What kind of hawks are prevalent in your area? I've read and found that hawks tend to leave the larger breed chickens alone. I've had hawks come down onto trees and look at my flock but never come all the way down. The last two unsuccessful hawk attacks I had, in both cases the hawks went after juvenile birds, once a ten week old Easter egger and she dived under an evergreen and once at some young Jersey giants who also got under greenery.
I've had roosters stand out in the open screaming a warning while the hens hid.
If you're near a woods hopefully you have trees, shrubbery, decks, plants or other places birds can hide (Covered runs work nicely too.)
People in our area often free range chickens in a pasture with goats or horses or cattle. Having a dog out and nearby can help.
You can also encourage crows and blue jays which annoy hawks,
I've read several articles that call Iowa blue roosters hawk fighters.
Now if only I could find a fool proof way of deterring foxes.
sad.png
They're both sneaky and smart.
 
We had to cover our entire backyard with netting. The hawks still fly over looking for a way in. After three attacks if we didn't have the netting I don't think I would have any chickens left.
 
All three of our hens that were attacked were full grown. We were able to save them but they had some pretty bad wounds. I was in the backyard not 20 feet away when the first hen was attacked. The last attack happen when I went inside the coop to clean. It's like it was watching me and knew right when to fly down and attack. It tried to fly away with her but dropped her right inside the fence.
 
Dang that sucks. I have not had an attack yet and crows are awesome I have some that live in my pasture and have seen seen them try to attack and Chase them at super speed as soon as one comes across my fence line. They also go crazy yelling, and alerting me.
 
Chicken hawks, red shoulder hawks, and a grey hawks are what I've seen but I think there's more


Red-shouldered Hawks likely not going to be a problem. What do you mean by "chicken hawk", Red-tailed or Cooper's Hawk? I am not familiar with anything called a grey hawk but adult Coopers are blue-gray. Management can vary as a function of hawk species and type of chickens you have.
 
I wish that I had an answer to the hawk situation. Covered, hawk tight pens are the only guarantee. They put me out of business as far as flying pigeons. Some roosters, game roosters in particular, will fight a hawk if it attacks hens.
I watched a metal hunting show filmed on an East German WWII battle field. They dug up two Russian sub-machine guns, one unexploded hand grenade, several hand guns, a lot of cartage cases, many German uniform buttons, and small coins, but the one metal item they frond the most of was the aluminum leg bands off of homing pigeons that had been taken and eaten by raptors, likely by Falcons.
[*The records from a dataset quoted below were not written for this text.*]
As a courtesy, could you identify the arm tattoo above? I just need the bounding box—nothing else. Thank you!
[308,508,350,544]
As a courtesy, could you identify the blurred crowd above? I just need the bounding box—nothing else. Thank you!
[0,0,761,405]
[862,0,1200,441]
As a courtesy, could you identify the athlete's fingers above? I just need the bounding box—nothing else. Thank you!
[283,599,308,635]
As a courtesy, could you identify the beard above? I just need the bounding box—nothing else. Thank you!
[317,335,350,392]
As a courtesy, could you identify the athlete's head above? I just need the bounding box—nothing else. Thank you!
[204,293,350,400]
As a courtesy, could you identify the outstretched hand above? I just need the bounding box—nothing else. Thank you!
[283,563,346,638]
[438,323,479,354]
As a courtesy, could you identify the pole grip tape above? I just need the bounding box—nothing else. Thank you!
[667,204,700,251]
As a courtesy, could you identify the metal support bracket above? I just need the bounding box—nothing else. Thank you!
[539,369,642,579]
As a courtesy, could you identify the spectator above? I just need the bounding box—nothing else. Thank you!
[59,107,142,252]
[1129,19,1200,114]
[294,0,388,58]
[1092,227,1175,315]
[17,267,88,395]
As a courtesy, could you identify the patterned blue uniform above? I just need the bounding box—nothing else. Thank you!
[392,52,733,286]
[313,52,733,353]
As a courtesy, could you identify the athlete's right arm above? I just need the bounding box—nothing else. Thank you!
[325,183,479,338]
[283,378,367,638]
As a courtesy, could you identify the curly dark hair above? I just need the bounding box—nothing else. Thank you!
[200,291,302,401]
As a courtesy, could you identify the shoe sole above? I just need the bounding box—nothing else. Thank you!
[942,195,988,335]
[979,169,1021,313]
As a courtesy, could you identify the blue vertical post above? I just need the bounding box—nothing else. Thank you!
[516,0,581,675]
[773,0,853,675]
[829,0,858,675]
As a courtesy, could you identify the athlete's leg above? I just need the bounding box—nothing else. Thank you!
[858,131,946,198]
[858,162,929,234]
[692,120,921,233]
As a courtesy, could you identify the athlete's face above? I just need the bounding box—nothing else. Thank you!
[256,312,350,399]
Hawks are one of the big reasons that chicken farmers who depend on poultry to earn a living must have $1,000,000s of dollars worth of poultry houses and other equipment in place just to protect their chickens from predators like hawks and from diseases carried by wildlife or wild birds.

Like sourland and I have mentioned before, man or woman fighting roosters for that matter are made and not born. If you overly alarm his hens that is all the reason that a rooster needs to flog you or attack your children on sight. Don't take it out on the poor rooster, he is only doing what nature intended.